"unspecified launch failure" with large size (but within 256 bytes) kernel arguments

Hi,

The following code exits with “unspecified launch failure” on winXP w/ both cuda 2.2 and 2.3

[codebox]

#include <cuda.h>

#include <cutil_inline.h>

#include

#define NUM_ELEMENTS 8

// 0-112 : no crash

// 113-199 : crash

// 200 : no crash

// 201-231: crash

struct KernelParams

{

bool junk[133];

bool write_two;

};

struct KernelData

{

float* d_buf;

};

global void kernel(KernelParams kp, KernelData kd)

{

const int loc = blockDim.x * blockIdx.x + threadIdx.x;

if (loc >= NUM_ELEMENTS)

	return;

kd.d_buf[loc] = 1;

if (kp.write_two)

{

	kd.d_buf[loc] = 2;

}

}

int main(int argc, char** argv)

{

// Structs to be passed to the kernel

KernelParams kp;

KernelData   kd;

std::cout << "Size of parameters = " << (sizeof(kp) + sizeof(kd)) << " bytes\n" << std::endl;

kp.write_two = true;

// Allocate device output array

int size = NUM_ELEMENTS*sizeof(float);

cutilSafeCall(cudaMalloc((void**)&kd.d_buf, size));

// Memset to 0

cutilSafeCall(cudaMemset(kd.d_buf, 0, size));

cutilSafeCall(cudaThreadSynchronize());

// Launch kernel

dim3 threadBlock(16,1);

dim3 blockGrid(1,1);

kernel<<<blockGrid, threadBlock>>>(kp, kd);

cudaThreadSynchronize();

cutilCheckMsg("kernel execution failed\n");	

// Print results

float* h_buf = new float;

cutilSafeCall(cudaMemcpy(h_buf, kd.d_buf, size, cudaMemcpyDeviceToHost));

for (int i = 0; i < NUM_ELEMENTS; i++)

	std::cout << h_buf[i] << " ";

std::cout << std::endl;

// Clean up

cutilSafeCall(cudaFree(kd.d_buf));

}

[/codebox]

I don’t see anything wrong with the code (has been isolated from a larger cuda program).

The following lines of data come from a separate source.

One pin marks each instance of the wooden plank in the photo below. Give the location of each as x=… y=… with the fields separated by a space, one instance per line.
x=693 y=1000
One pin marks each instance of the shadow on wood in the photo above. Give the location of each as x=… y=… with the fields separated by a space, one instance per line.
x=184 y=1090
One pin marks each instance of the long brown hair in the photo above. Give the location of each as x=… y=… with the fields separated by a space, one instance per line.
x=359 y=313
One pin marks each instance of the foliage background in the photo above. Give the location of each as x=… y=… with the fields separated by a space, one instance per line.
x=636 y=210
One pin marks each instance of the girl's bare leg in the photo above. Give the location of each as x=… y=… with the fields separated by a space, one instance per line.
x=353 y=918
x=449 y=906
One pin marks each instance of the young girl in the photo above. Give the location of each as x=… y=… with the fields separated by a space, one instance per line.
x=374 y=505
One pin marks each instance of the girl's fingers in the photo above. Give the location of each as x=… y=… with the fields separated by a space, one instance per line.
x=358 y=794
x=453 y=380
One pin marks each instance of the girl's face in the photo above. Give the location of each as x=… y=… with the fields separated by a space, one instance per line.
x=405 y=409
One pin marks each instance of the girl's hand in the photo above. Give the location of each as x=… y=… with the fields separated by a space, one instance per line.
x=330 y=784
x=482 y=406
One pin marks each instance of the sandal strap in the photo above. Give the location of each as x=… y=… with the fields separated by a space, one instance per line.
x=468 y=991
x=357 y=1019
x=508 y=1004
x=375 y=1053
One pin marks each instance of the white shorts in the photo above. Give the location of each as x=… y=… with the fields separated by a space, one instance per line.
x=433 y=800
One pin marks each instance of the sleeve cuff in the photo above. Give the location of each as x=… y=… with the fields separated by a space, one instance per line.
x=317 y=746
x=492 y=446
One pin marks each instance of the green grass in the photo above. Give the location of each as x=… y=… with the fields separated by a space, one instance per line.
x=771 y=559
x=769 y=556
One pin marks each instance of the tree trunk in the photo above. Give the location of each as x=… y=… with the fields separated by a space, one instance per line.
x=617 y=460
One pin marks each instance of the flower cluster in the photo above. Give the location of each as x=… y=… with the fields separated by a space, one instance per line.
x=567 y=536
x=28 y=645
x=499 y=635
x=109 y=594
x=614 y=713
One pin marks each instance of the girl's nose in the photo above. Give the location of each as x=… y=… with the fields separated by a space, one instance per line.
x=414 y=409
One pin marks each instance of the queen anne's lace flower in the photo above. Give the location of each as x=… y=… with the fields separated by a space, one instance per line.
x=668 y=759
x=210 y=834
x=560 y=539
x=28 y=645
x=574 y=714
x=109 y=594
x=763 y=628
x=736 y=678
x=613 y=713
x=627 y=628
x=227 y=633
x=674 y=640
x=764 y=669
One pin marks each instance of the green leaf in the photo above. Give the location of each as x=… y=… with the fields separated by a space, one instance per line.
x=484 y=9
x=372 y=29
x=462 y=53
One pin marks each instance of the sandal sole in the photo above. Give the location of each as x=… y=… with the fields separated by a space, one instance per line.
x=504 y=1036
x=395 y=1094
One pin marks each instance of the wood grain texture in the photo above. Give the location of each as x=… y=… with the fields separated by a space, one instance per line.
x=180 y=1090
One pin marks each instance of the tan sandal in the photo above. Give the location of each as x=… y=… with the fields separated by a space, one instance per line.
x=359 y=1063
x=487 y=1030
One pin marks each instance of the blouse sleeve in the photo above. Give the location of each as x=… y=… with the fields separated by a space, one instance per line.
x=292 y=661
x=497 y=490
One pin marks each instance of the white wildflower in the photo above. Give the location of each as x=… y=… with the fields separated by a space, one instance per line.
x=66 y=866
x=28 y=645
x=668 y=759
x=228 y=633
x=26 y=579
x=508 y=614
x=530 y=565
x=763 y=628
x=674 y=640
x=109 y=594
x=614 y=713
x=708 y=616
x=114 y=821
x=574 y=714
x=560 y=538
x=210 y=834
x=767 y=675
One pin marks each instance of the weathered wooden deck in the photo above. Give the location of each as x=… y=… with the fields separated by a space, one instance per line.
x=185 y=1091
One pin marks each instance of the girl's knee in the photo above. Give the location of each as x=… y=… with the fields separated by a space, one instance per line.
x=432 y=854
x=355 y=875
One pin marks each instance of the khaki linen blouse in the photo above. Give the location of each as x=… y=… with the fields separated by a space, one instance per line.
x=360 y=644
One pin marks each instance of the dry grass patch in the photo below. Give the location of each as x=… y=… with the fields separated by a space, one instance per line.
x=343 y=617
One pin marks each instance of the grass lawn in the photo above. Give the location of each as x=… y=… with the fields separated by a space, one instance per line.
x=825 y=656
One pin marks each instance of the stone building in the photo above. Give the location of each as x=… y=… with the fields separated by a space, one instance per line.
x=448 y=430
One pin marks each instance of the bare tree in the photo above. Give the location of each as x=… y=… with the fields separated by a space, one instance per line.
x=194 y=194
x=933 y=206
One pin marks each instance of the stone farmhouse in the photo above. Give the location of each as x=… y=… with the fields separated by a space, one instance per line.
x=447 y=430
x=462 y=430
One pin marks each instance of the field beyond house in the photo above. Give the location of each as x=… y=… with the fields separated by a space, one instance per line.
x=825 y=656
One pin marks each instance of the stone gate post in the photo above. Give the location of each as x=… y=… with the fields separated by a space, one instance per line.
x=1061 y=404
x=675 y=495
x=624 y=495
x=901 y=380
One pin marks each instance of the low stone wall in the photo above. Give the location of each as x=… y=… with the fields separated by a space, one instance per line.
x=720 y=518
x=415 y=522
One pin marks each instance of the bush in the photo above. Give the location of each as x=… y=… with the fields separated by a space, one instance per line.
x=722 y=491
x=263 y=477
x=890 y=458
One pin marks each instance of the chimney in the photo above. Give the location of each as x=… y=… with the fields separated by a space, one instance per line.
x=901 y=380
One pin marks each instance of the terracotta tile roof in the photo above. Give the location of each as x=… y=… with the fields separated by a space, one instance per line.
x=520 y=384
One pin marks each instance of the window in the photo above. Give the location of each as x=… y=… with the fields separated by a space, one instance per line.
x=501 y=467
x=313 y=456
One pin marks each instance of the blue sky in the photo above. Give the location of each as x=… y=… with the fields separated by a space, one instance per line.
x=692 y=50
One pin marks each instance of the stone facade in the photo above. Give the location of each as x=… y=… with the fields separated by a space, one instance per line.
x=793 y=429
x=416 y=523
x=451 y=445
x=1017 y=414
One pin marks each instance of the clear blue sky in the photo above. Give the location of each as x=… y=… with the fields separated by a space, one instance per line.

There are several ways to make it not crash:

  1. In the KernelParams struct, change array length of .junk to anywhere between 1-112 or 200. Anything else causes it to crash (didn’t try exhaustively, but took a good number of samples)

  2. In the KernelParams struct, change the ‘bool write_two’ to int

  3. In the KernelParams struct, change the ‘bool junk’ array to an int array (reduce size to fit within the 256 byte limit). (However adding another bool between this int array and the bool write_two will cause a crash)

  4. In the kernel function, comment out either write to kd.d_buf.

1,2,3 suggest something to do with alignment, however commenting out the first write to kd.d_buf in the kernel (without changing the KernelParams struct) also works which has nothing to do with alignment.

Is this a bug, or am I missing something?